Axel Fine-Tuning Techniques Overview

Aug 11, 2024

Lecture Notes on Axel and Fine-Tuning Techniques

Plan for Today

  • Discussion on Axel and its broad usage
  • Review of the Honeycomb example introduced previously
  • Interactive Q&A session
  • Overview by Zack on parallelism and Hugging Face Accelerate
  • Quick run-through of fine-tuning on Modal
  • Closing Q&A session

Model Capacity Questions

Key Questions When Fine-Tuning

  1. What model should I fine-tune off of?
    • Model size: 7B, 13B, 70B, etc.
    • Model family: Llama 2, Llama 3, Mistral, etc.
  2. Should I use LoRA or full fine-tune?
    • Recommendation: Use LoRA for efficiency unless specific circumstances justify a full fine-tune.

Model Size Insights

  • Experience with Different Sizes:
    • 7B and 13B models often yield comparable results.
    • 70B models can be complex to manage and require more parallelism.
    • 7B models are popular and easier to work with, especially when sufficient.

Choosing a Model Family

  • Use recent models like Llama 3 for good performance.
  • Check platforms like Hugging Face to find trending models.
  • Running multiple models for comparison can be beneficial, but often the most popular models suffice.

LoRA vs. Full Fine-Tuning

  • Understanding LoRA:

    • LoRA involves adding lower-dimensional matrices to the original weight matrices, significantly reducing the number of parameters needed (128,000 vs. 16 million).
    • LoRA generally requires less GPU RAM and is easier to implement.
    • Practitioners are encouraged to use LoRA initially with potential future full fine-tunes if needed.
  • Quantized LoRA (QLoRA):

    • QLoRA reduces memory usage further by quantizing weights, leading to memory savings.
    • Commonly used but may not drastically impact performance as expected.

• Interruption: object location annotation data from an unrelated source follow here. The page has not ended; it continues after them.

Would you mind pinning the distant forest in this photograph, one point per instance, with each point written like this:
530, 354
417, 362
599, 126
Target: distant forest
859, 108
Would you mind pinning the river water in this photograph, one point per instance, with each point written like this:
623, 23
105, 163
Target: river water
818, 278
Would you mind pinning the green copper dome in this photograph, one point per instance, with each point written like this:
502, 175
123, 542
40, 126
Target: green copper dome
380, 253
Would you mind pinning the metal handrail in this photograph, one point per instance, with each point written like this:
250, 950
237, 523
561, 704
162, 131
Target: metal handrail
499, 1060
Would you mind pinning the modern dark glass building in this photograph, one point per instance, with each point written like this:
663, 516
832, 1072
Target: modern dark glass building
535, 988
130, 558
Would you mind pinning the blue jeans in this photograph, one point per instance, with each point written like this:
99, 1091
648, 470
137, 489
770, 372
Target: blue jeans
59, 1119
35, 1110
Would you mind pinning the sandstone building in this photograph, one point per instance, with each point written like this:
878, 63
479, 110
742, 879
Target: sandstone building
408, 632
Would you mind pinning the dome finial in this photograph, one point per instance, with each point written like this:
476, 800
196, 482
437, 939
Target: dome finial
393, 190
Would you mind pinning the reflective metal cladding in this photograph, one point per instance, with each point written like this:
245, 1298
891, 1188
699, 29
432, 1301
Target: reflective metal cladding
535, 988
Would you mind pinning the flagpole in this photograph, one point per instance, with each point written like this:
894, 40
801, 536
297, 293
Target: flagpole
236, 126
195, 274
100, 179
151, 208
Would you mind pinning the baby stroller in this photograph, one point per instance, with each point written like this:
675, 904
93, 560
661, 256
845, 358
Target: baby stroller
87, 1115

Importance of Data Quality

  • Emphasis on Data Improvement:
    • Prioritize improving data quality over over-optimizing model parameters.
    • Enhancing data can lead to significant performance gains.

Getting Started with Axel

Initial Steps

  • Visit GitHub Axel repository for examples and quick-start documentation.
  • Work with YAML config files and modify existing examples to fit your dataset and needs.

Configuring Data Sets

  • Axel supports various data formats; specify the format correctly for best results.
  • Sample data formats and examples for training need careful preparation.

Training Process in Axel

  1. Run the Pre-Processing Command: Ensure data is in the correct format.
  2. Run the Training Command: Start training based on the configured settings.
  3. Sanity Check the Model: Verify output using Hugging Face or Axel directly.

Honeycomb Case Study Overview

  • Use Case: Honeycomb is an observability platform allowing natural language queries instead of using a specific query language.
  • Focus on fine-tuning models to improve user query effectiveness.
  • Data evaluation is critical and includes unit tests and A/B testing.
  • Synthetic data generation is a method used to expand training datasets when real examples are limited.

Custom Evaluations

  • Writing evaluations for performance during training can be done through custom configurations.
  • There are various levels of evaluation from unit tests to A/B testing.

Debugging and Troubleshooting in Axel

  • Best practices include:
    • Use the latest version of Axel.
    • Reduce complexity by minimizing concurrency.
    • Regularly clear caches to avoid unexpected behavior.

Scaling Model Training with Hugging Face Accelerate (by Zack)

Understanding GPU Usage

  • Different models require varying amounts of GPU resources for training.
  • Distributed training techniques can manage resources more effectively across multiple GPUs.

Fully Sharded Data Parallelism (FSDP)

  • FSDP allows splitting model parameters across multiple GPUs, enabling training of larger models than a single GPU can handle.
  • Important strategies include sharding model states and parameters to optimize memory usage.

Using Accelerate with Axel

  • Configuration involves defining environment settings and memory estimations to ensure efficient training.
  • Key commands include accelerate config and accelerate launch.

Hyperparameter Tuning with Modal

  • Modal is a cloud-native platform that simplifies running Python code for model training.
  • Useful for hyperparameter tuning, provides real-time feedback and iterative development.

Final Thoughts and Recommendations

  • Focus on data quality and structuring before diving deep into hyperparameter optimization.
  • Regularly leverage tools like weights and biases for logging performance and metrics.
  • Stay updated with community resources and documentation to maximize the use of Axel and other frameworks.